兄の結婚式で久しぶりに会った初恋の人と0日婚ということでお願いします
「確かにな、まあ、そこで進路が変わって彼女はハウスメーカーに就職して、関西が実家だったから卒業して実家に戻ったんだ」
「じゃあ遠距離になったってこと?」
「そう…だけど、もう俺には1級の難関を突破するのに必死でさ…会いにも行けなくて、連絡も頻度が減ってさ、しばらくして彼女の方から好きな人が出来たから別れようと言われたんだ、それからは何人かの女性とお付き合いはしたけど本気で好きになった女性はいない……」
「ふーん、だから私が一ノ瀬でバイトしてるのを聞いてあんなこと言ったんだね」
「ごめん」
「もしね、私がまだ彼氏と別れてなかったら廉さんはその……パーティーでパートナーを見つけてた?」
しばらく廉は答えなかった。
廉さん……
「かもしれないけど、きっとつまらない男…上辺だけの男を演じていたかもしれないな」
さてとと言って風呂を入れてくると廉さんはリビングを出ていった。
香穂理は部屋で横になっていた。
何か辛い過去を話させてしまったような気がする…
でも、廉さんの為に私に何か出来る事はないかな…
次の日の朝、廉さんが仕事行ってくるから戸締りよろしくと部屋の外から告げて行ってしまった。
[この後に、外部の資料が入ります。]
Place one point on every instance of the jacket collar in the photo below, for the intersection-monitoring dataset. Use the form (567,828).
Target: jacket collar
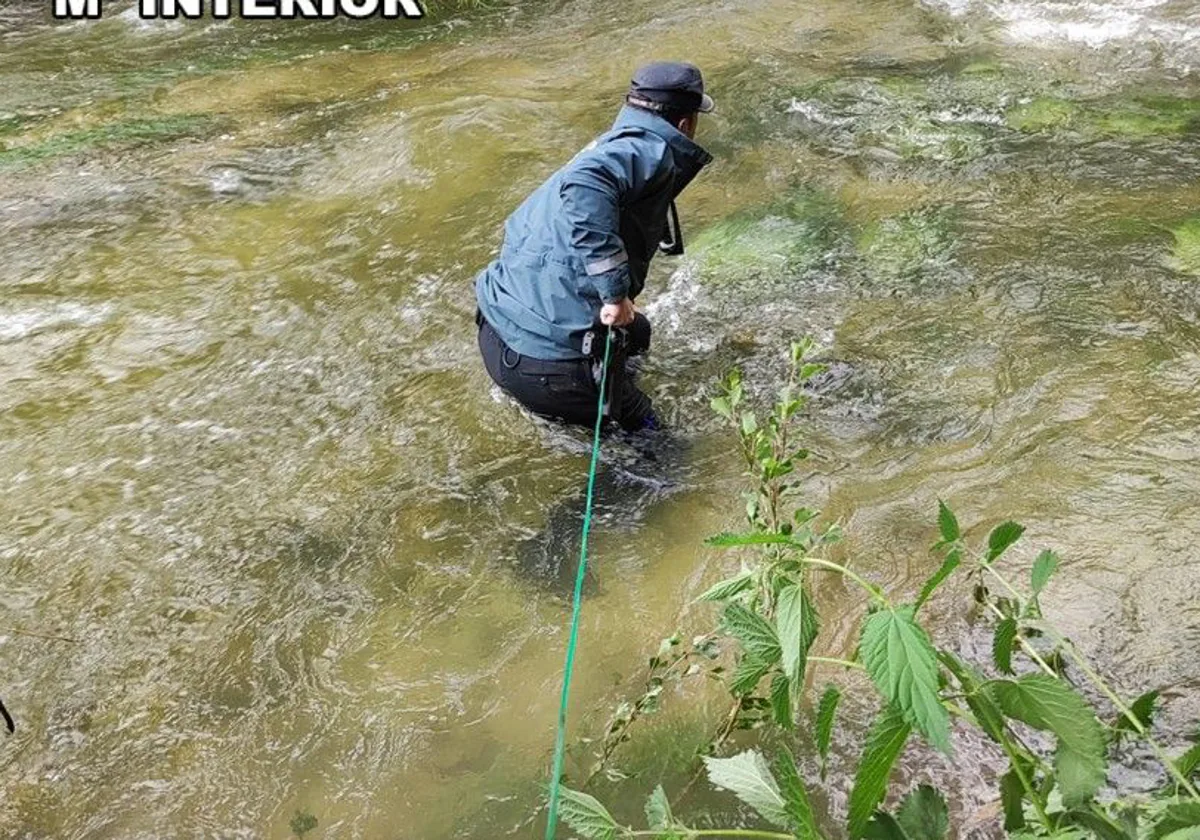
(679,143)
「はぁ、朝ごはん作って送り出そうと思っていたのにー、廉さんは朝が早いんだな、まだまだ廉さんの事、何にもわかってないや」
香穂理がリビングダイニングに行くと
『カフェオレ温めて飲みな』
と廉さんからメモが置かれてあった。
それから1週間は香穂理が帰っていくとすでに夕食が作られていて二人で食べた。
金曜日の夜のことだった。
「廉さん、明日は私が料理する!」
「香穂理ちゃんは昼までバイトだろ?俺は休みだから大丈夫だよ、ランチでも行く?」
「だって〜こんなのホテルに泊まってる感じだもん、私にも何かやらせてよ」
「学生は勉強が仕事だろ」
「今どきそんな事言う?(笑)」
「まあ、そのうち忙しくなってくるから今は俺に任せてくれよ」
「本当に?」
「うん、年末は忙しいから…香穂理ちゃん、日曜日は空いてる?」
「うん」
「パーティーの時のドレスを合わせに行こうか」
「ドレス??私お兄ちゃんの結婚式に着た服で行くつもりだったけど」
「うん、あれも可愛かったね、まあ他にも見てみよう」
香穂理は頷いた。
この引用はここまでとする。